Die ersten Angebote stellen noch keine Innovation dar, sondern entsprechen eher den aktuell gängigen Tarifkonzepten. Tablets und Smartphones gibt es bereits seit längerer Zeit bei Unternehmen wie Yello Strom oder der badenova, wo sich das Zuzahlungsmodell bewährt zu haben scheint.

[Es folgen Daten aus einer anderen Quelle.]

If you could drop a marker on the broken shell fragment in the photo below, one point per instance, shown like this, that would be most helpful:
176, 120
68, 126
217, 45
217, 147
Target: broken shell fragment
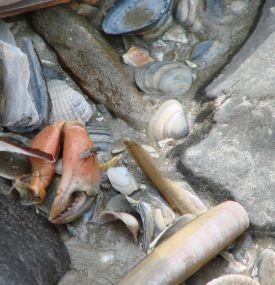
233, 279
122, 180
168, 121
67, 104
129, 220
266, 267
129, 16
185, 252
166, 77
136, 56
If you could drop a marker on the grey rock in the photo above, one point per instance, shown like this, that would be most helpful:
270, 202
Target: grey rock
236, 159
31, 251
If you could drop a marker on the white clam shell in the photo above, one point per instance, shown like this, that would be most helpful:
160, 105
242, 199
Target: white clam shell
122, 180
67, 104
233, 279
168, 121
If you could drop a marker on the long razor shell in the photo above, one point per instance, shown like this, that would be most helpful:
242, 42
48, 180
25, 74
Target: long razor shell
17, 107
67, 104
191, 247
181, 200
129, 220
234, 279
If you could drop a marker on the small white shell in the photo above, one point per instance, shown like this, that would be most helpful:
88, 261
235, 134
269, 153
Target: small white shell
67, 104
122, 180
233, 279
169, 121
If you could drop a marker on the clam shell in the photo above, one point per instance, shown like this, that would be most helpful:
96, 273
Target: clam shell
233, 279
168, 121
129, 16
67, 104
129, 220
122, 180
266, 267
167, 77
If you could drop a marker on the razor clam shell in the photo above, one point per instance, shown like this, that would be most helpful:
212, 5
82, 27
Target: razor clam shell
147, 217
122, 180
233, 279
266, 267
166, 77
168, 121
67, 104
17, 106
129, 220
37, 86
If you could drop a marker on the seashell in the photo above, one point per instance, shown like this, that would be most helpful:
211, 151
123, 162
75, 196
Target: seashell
122, 180
37, 85
206, 53
266, 267
102, 137
67, 104
130, 16
186, 13
168, 121
147, 217
167, 77
129, 220
17, 105
136, 56
233, 279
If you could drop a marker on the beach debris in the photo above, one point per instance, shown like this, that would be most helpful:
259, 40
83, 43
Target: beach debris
191, 247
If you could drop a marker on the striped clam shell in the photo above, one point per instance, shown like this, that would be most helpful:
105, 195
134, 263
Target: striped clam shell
168, 121
67, 104
233, 279
167, 77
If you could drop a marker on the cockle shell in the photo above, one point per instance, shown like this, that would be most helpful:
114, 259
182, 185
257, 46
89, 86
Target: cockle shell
122, 180
233, 279
166, 77
168, 121
129, 220
129, 16
67, 104
266, 267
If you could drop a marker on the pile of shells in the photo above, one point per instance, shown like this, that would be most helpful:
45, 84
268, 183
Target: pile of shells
167, 77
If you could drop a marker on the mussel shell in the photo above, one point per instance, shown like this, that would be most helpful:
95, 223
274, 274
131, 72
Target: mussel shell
129, 16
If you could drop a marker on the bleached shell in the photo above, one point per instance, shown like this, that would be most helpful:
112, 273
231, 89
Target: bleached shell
122, 180
233, 279
129, 220
167, 77
67, 104
168, 121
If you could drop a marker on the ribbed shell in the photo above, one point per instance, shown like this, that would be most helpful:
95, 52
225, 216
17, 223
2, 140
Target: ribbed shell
167, 77
67, 104
169, 121
233, 279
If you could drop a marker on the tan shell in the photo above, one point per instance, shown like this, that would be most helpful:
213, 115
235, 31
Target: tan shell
67, 104
233, 279
168, 121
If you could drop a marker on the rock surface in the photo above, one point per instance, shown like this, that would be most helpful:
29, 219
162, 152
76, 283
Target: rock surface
31, 251
236, 159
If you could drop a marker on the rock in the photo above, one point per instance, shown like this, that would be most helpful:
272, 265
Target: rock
92, 62
236, 159
31, 251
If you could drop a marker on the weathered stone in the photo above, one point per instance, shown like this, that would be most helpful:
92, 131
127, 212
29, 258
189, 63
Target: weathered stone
91, 61
236, 159
31, 251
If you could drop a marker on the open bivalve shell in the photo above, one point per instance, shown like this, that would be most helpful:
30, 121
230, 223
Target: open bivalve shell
166, 77
122, 180
67, 104
168, 121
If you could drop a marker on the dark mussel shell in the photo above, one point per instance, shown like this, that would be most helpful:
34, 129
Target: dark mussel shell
129, 16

Vertrieb über eigene Kanäle

Vertrieblich hält man sich bisher an die eigenen Kanäle. Neben der Werbung in web.de-Freemail-Postfächern, die sukzessive allen Kunden zugänglich gemacht werden soll, hat das Unternehmen das Stromangebot auch im Menü der Portalseite von web.de platziert. Ein paralleles Angebot soll auf gmx.de folgen. In einem Bericht der Süddeutschen Zeitung betonte Jan Oetjen, CEO der Muttergesellschaft United Internet, dass man über die insgesamt 60 Mio. E-Mail-Postfächer zahlreiche, bisher wechselfaule Haushaltskunden erreichen wolle. Der Wechsel des Stromanbieters werde wahrscheinlicher, da die Kunden sowieso online seien, wenn ihnen das neue Angebot angezeigt werde. Andere Vertriebskanäle wie Vergleichsportale oder den Direktvertrieb nutzt das Unternehmen derzeit nicht. Auch einschlägige Online-Werbung etc. ist bislang nicht aufgefallen.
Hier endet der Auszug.